Re: reducing NUMERIC size for 9.1

From: Robert Haas <robertmhaas(at)gmail(dot)com>
To: Tom Lane <tgl(at)sss(dot)pgh(dot)pa(dot)us>
Cc: pgsql-hackers(at)postgresql(dot)org
Subject: Re: reducing NUMERIC size for 9.1
Date: 2010-07-29 18:35:12
Message-ID: AANLkTin1tGEVWwJ3CZD8iN5N6JWXVzPC_aiuKa8grbaz@mail.gmail.com
Views: Raw Message | Whole Thread | Download mbox | Resend email
Thread:
Lists: pgsql-hackers

On Thu, Jul 29, 2010 at 1:20 PM, Tom Lane <tgl(at)sss(dot)pgh(dot)pa(dot)us> wrote:
> Yeah, you would need an additional layer of struct to represent the
> numeric with a length word in front of it.  I think this is not
> necessarily bad because it would perhaps open the door to working
> directly with short-varlena-header values, which is never going to
> be possible with this:
>
>> typedef struct NumericData
>> {
>>     int32           varlen;
>>     int16           n_header;
>>     union { ...
>
> OTOH alignment considerations may make that idea hopeless anyway.

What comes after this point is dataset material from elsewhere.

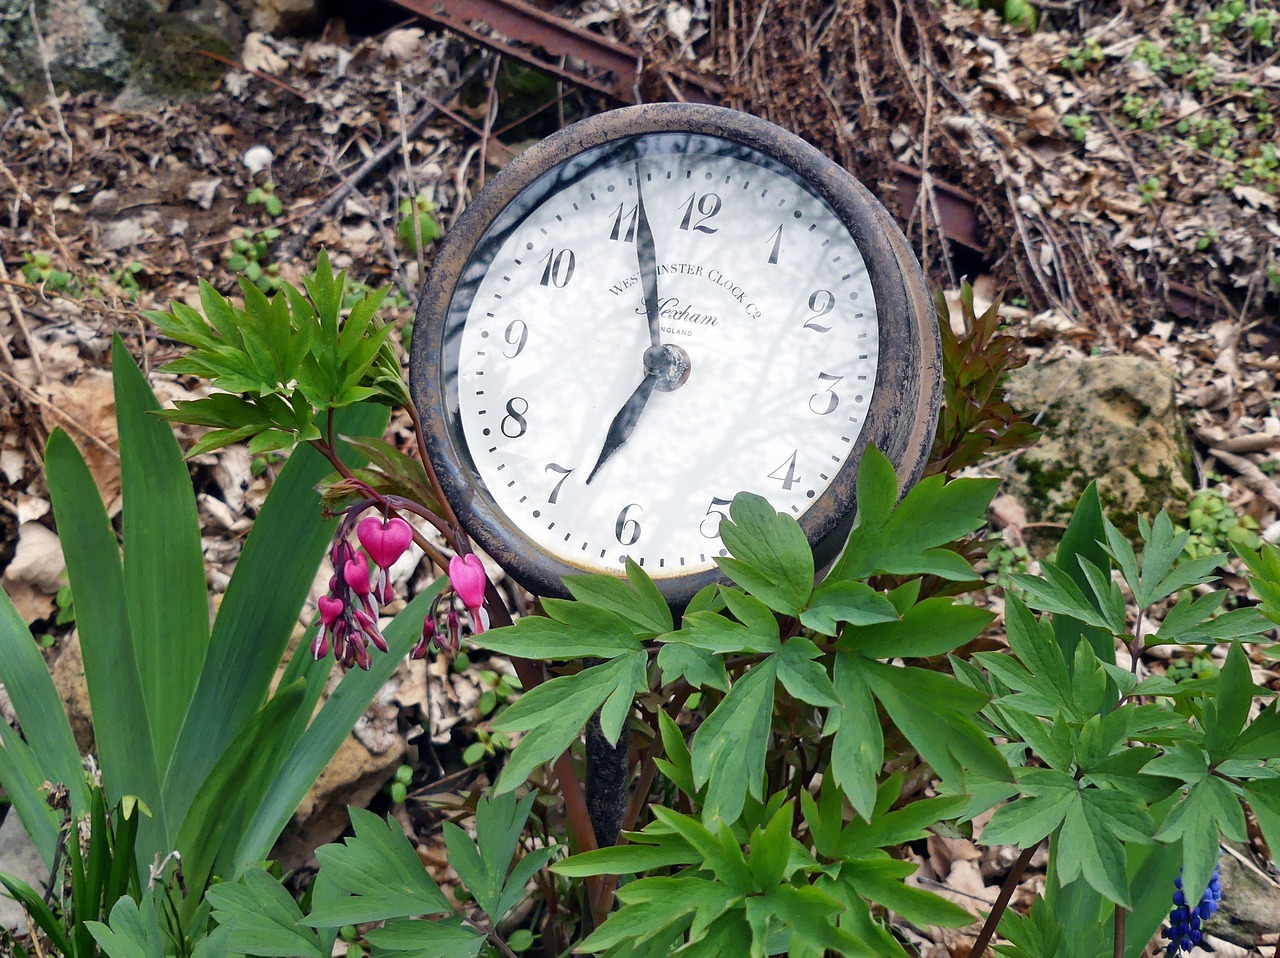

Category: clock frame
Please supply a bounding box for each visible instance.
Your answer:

My understanding of our alignment rules for on-disk storage is still a
bit fuzzy, but as I understand it we don't align varlenas. So
presumably if we get a pointer directly into a disk block, the first
byte might happen to be not aligned, which would make the rest of the
structure aligned; and from playing around with the system, it looks
like if we get a value from anywhere else it's typically using the
4-byte varlena header. So it seems like it might be possible to write
code that aligns the data only if needed and otherwise skips a
palloc-and-copy cycle. I'm not totally sure that would be a win, but
it could be. Actually, I had a thought that it might be even more of
a win if you added a flag to the NumericVar representation indicating
whether the digit array was palloc'd or from the original tuple. Then
you might be able to avoid TWO palloc-and-copy cycles, although at the
price of a fairly significant code restructuring.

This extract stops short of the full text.